Behind the curtain: How accessibility testing rules are created
- By Jean-Yves Moyen - Apr 08, 2024
If website accessibility is part of your work, chances are you rely on automated testing. Click a button and let it do its thing, right?
But have you ever wondered what goes into creating the rules that govern accessibility testing? Or who makes the rules?
As co-chair of the Accessibility Conformance Testing Rules Community Group (or as we call it, ACT-R), I can tell you that the rules don’t come out of nowhere. Each one takes hours to write, review, and tinker with, by multiple people, often over the course of days.
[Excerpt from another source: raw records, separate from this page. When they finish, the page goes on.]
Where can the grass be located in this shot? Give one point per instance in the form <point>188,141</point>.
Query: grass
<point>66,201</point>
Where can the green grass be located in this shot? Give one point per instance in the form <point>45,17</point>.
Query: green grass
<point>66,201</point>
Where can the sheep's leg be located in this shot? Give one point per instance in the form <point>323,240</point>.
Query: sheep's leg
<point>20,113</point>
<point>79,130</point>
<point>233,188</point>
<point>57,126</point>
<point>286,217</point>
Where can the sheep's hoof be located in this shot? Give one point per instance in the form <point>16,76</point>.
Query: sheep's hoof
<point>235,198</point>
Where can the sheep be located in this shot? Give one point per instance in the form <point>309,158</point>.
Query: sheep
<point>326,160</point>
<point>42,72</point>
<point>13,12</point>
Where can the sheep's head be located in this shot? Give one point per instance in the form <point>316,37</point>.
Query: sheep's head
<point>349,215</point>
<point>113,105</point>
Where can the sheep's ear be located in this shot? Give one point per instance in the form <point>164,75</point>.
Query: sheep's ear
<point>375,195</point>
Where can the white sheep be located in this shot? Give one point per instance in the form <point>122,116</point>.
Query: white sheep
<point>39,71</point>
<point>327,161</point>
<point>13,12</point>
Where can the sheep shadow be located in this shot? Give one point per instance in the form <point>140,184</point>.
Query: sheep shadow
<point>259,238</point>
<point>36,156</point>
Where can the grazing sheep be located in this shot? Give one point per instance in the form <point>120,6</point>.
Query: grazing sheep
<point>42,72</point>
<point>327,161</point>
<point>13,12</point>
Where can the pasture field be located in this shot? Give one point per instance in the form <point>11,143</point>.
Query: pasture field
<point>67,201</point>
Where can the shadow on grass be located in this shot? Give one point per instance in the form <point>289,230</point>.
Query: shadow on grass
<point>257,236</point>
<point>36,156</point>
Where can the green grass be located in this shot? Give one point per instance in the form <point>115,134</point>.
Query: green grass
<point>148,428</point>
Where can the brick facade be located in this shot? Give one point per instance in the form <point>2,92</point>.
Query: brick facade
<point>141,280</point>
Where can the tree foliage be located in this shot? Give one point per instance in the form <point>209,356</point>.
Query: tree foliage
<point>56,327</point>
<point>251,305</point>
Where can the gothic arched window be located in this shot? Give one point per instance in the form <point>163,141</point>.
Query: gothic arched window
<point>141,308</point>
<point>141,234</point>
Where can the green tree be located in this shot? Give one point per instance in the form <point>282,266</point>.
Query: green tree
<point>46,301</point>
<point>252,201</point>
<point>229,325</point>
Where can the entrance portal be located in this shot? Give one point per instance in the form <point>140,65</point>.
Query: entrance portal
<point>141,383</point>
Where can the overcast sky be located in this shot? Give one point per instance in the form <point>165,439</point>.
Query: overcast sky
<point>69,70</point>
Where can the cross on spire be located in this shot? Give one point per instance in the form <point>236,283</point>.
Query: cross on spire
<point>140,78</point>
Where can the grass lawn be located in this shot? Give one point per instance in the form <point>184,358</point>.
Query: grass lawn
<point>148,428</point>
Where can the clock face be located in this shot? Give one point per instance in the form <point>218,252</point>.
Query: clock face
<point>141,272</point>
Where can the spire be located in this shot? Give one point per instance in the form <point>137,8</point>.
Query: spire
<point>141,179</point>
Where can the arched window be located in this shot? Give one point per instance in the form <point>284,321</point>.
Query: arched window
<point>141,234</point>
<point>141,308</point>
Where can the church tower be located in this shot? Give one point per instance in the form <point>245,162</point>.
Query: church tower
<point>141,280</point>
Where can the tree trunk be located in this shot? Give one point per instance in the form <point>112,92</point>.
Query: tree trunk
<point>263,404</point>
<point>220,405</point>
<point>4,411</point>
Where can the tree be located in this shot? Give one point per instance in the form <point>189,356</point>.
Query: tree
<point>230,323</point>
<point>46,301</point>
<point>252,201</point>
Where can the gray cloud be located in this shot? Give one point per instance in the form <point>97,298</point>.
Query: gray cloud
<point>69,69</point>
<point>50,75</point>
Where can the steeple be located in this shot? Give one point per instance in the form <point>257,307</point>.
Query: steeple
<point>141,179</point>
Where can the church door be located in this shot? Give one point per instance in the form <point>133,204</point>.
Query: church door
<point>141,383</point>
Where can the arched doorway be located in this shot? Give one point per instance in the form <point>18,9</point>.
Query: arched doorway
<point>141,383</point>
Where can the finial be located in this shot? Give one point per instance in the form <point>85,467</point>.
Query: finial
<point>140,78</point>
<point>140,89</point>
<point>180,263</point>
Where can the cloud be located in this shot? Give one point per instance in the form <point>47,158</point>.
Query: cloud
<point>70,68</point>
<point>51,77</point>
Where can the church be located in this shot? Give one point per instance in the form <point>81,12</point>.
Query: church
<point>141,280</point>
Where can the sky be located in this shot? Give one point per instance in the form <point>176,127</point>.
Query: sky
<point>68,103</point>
By my estimate, development of each new testing rule takes a total of about 50-200 hours and requires the expertise of 4-5 people.
Speaking for myself, I dedicate a day per week to reviewing and writing rules, hosting a bi-monthly call with the group, plus an additional time each week syncing with my co-chair, Carlos Duarte, an expert in Human-Computer Interaction (HCI) from the University of Lisbon.
It does take a lot of time, but it’s also incredibly gratifying: Reliable testing rules are key to detecting failures and prevent false positives (alerts that there’s a problem when there really isn’t), which means there are digital barriers to people with disabilities, and they go a long way toward saving time for web ops experts. A win for inclusivity and business!
Lately I’ve been deep in the weeds of WCAG 2.2, the latest version of the Web Content Accessibility Guidelines, which was released in October 2023 and requires hard work from accessibility experts like me, Carlos, and others to pore over the success criteria and do our part to develop the testing rules that uncover issues with meeting those criteria.
Why ACT exists
Right out of the gate, it’s important to know that people can interpret WCAG criteria differently, and that’s why Accessibility Conformance Testing exists. For example, ambiguity in the success criterion WCAG 1.4.3 for color contrast, which ensures that there’s sufficient contrast between the text and the background colors so people with color vision deficits can read the text, can lead to designers to calculate contrast ratios differently; this inconsistency naturally creates problems for users who are colorblind.
ACT ensures that we all agree on the same methods to assess if a criterion, such as color contrast, is met or not.
How a new accessibility testing rule gets made
So, how are new testing rules created? And how does everyone in the ACT-R Community Group agree on a rule?
It’s typically a matter of intensive review, tinkering, and building consensus. Once anyone from this group drafts a rule, three participants from the group who come from organizations ranging from Siteimprove or other accessibility testing providers like Deque to companies as large as IBM, CVS, and Airbnb adjust, tinker, debate, agree, and disagree before arriving at consensus and moving it along to WCAG for final approval.
Along the way, anyone else in the group beyond those three can jump in with their feedback and sniff out any problems with it. If one of the participants does find an issue, the rule goes back to the start of the process.
Once WCAG approves the rule, it’s published on the the WCAG page.
What we look for
These WCAG-approved testing rules form the core for automated accessibility checks, including the ones we use in the Siteimprove platform, and we take great care in making sure that the rules are robust and reliable because there are certainly scenarios in which automated testing fails: It doesn’t flag issues that should be flagged.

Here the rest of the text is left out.